For engineers, the practical lesson is that evaluation should not stop at aggregate task scores. You need tests that deliberately vary the surface form while holding the payoff-relevant structure fixed. The paper’s framework offers one way to do that.

What this does not prove

The study is controlled and useful, but it is still bounded by the tasks it chose. The experiments are in experimental economics, where payoff structure is transparent. That makes the analysis cleaner, but it also means the result is not a universal proof about every possible deployment setting.

The paper also does not claim that all LLM behavior is unstable in every context. It shows that portability losses are substantial and systematic in the tested environments, and that even reasoning-oriented prompting does not eliminate the problem.

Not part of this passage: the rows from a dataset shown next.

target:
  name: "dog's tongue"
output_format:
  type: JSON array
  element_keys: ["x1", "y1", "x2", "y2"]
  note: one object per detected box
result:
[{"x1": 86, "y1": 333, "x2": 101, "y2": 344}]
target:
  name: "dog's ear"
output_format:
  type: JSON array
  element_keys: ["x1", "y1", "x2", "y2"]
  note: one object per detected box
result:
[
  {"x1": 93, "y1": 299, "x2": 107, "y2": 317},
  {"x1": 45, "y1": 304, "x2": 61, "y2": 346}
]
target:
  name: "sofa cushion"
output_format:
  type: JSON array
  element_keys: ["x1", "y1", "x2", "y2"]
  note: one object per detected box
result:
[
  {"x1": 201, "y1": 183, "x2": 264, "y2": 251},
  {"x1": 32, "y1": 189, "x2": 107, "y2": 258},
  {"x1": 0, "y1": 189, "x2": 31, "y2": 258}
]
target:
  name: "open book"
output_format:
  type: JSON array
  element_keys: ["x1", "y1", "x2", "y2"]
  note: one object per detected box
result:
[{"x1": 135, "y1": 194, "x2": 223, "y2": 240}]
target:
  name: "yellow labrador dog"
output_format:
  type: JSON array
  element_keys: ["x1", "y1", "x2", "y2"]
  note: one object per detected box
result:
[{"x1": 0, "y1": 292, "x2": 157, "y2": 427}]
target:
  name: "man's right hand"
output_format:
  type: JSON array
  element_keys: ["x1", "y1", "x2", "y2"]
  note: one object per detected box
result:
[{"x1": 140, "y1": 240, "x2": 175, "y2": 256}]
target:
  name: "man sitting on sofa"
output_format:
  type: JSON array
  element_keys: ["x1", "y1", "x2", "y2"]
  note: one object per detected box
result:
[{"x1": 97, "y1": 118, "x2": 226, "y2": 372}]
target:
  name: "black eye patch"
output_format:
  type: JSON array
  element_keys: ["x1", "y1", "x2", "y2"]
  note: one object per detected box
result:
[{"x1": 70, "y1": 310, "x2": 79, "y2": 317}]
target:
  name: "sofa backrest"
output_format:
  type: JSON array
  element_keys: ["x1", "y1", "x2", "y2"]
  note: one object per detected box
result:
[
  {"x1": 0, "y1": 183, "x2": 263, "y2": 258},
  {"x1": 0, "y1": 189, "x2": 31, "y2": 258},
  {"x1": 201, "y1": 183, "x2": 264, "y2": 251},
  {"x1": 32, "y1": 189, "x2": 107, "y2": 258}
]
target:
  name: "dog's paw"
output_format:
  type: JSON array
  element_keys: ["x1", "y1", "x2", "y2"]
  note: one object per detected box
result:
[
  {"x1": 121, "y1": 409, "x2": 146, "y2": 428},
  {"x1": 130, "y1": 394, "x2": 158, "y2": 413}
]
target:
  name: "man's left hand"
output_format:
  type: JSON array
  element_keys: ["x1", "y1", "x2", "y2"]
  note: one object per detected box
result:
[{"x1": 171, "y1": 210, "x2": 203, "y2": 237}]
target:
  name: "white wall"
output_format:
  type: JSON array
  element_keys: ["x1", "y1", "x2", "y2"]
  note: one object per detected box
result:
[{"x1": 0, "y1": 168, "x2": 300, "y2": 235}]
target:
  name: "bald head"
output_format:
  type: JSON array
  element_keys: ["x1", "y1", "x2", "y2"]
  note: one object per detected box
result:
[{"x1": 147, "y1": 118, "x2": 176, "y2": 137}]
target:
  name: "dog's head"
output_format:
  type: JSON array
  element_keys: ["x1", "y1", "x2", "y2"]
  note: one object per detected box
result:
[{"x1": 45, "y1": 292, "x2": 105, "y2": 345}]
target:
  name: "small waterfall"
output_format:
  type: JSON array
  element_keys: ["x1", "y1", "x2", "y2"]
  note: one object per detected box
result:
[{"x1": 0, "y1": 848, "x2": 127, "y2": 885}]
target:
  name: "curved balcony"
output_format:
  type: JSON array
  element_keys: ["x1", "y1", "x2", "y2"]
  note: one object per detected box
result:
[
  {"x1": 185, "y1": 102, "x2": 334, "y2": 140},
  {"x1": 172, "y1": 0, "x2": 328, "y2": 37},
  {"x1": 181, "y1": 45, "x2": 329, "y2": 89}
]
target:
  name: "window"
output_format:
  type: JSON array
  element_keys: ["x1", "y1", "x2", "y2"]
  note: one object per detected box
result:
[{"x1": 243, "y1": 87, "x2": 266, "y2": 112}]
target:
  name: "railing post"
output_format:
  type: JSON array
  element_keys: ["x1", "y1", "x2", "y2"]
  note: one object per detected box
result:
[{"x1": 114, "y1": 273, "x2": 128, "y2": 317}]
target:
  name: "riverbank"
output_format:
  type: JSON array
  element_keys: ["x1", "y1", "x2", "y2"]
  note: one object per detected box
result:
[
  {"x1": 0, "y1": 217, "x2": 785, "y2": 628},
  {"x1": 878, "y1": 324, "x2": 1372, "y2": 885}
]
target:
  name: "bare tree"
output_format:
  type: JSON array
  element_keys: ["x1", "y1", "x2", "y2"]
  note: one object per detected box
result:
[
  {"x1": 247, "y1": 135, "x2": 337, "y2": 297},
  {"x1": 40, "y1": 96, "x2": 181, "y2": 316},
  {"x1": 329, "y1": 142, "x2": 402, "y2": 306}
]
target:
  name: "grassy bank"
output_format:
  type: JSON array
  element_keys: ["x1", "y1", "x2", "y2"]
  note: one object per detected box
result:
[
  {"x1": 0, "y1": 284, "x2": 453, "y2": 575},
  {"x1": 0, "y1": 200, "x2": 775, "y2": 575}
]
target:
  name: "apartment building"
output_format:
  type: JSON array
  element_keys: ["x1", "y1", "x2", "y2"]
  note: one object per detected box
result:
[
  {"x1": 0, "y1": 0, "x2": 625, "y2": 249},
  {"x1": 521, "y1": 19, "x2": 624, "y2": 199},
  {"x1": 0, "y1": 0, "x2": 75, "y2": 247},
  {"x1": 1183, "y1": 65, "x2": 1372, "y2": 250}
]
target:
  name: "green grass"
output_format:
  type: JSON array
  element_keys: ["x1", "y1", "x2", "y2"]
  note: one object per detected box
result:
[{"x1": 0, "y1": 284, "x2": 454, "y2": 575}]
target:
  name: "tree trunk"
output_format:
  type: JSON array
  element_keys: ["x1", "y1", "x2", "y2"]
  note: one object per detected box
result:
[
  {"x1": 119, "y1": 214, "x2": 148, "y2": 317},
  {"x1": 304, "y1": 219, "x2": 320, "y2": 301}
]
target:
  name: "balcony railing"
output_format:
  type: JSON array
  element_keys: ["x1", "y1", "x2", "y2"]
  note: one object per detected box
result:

Another important limitation is that the abstract does not provide the underlying numeric portability values. So while the paper clearly reports loss, the exact magnitude needs the full results section.

The bigger idea

This paper treats prompt sensitivity as a measurement problem. Instead of asking whether a model is “good” in the abstract, it asks whether the behavior learned from one environment survives transport to another environment with the same incentives.

That is a useful lens for anyone evaluating LLMs as agents. If the model’s action policy depends on payoff-irrelevant framing, then the behavior you observe in a benchmark suite may not be the behavior you get in the wild.

In short: the paper shows that behavioral portability is measurable, and that current LLMs can fail that test even when the underlying task is unchanged.

  • Portability should be tested across payoff-equivalent frames, not just across prompts.
  • Chain-of-thought can change portability, but not reliably improve it everywhere.
  • Reasoning-oriented models may transfer better, but portability gaps still remain.